What takes the enqueuing operation so long? If I change my matrix size, the run times all change approximately proportionally to matrix size, which means that the kernel enqueuing operation is sensitive to buffer size and I don't see why. The matrices (buffers) are passed as pointers, so they should only be written to the device when I do a clEnqueueReadBuffer or clEnqueueWriteBuffer. Where is all the overhead coming from?
try enqueue kernel ten times and after that call clFinish()
Originally posted by: nou try enqueue kernel ten times and after that call clFinish()
Does your approach ensure global memory consistency between each kernel enqueue call?
Originally posted by: nou try enqueue kernel ten times and after that call clFinish()
OK, I just tried that. It makes no difference time-wise. I did not attempt to verify output correctness. The enqueuing occurs very quickly, but it takes just as long to finish executing the calls in the queue. What is going on in passing the kernel to the device?
For what it's worth, here's roughly what my program looks like
allocate and initialize matrices on host
find device, create context and queue, compile kernel
create buffers for each matrix with clCreateBuffer and CL_MEM_READ_WRITE | CL_MEM_COPY_HOST_PTR
set kernel args
clEnqueueNDRangeKernel
I also just tested creating the buffers with CL_MEM_USE_HOST_PTR instead of CL_MEM_COPY_HOST_PTR and that makes no difference in run time either.
One more last thought - I'm executing this kernel on a dual core Intel CPU as the device. I'm not on my box with the Firestream card and don't have it handy to compare with.
One more last thought - I'm executing this kernel on a dual core Intel CPU as the device. I'm not on my box with the Firestream card and don't have it handy to compare with.

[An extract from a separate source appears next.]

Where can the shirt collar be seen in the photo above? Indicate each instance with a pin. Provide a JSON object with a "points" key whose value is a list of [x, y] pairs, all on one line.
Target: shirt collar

I have a kernel that operates on a 2D matrix, doing ops on nearest neighbors to compute an updated value for each matrix entry. The matrix is far too large for a single workgroup. I would like to perform this update of the matrix (think, for example, Conway's Game of Life) numerous times on each call to the kernel. The barrier function only operates within a work group, so I can't synchronize my update of the matrix that way. As far as I can tell, the only thing I can do is a single update of the matrix in each call to the kernel, wait for it to complete, then enqueue the kernel again.
Volkov has implemented a synchronization mechanism (http://mc.stanford.edu/cgi-bin/images/6/65/SC08_Volkov_GPU.pdf) using atomic operations.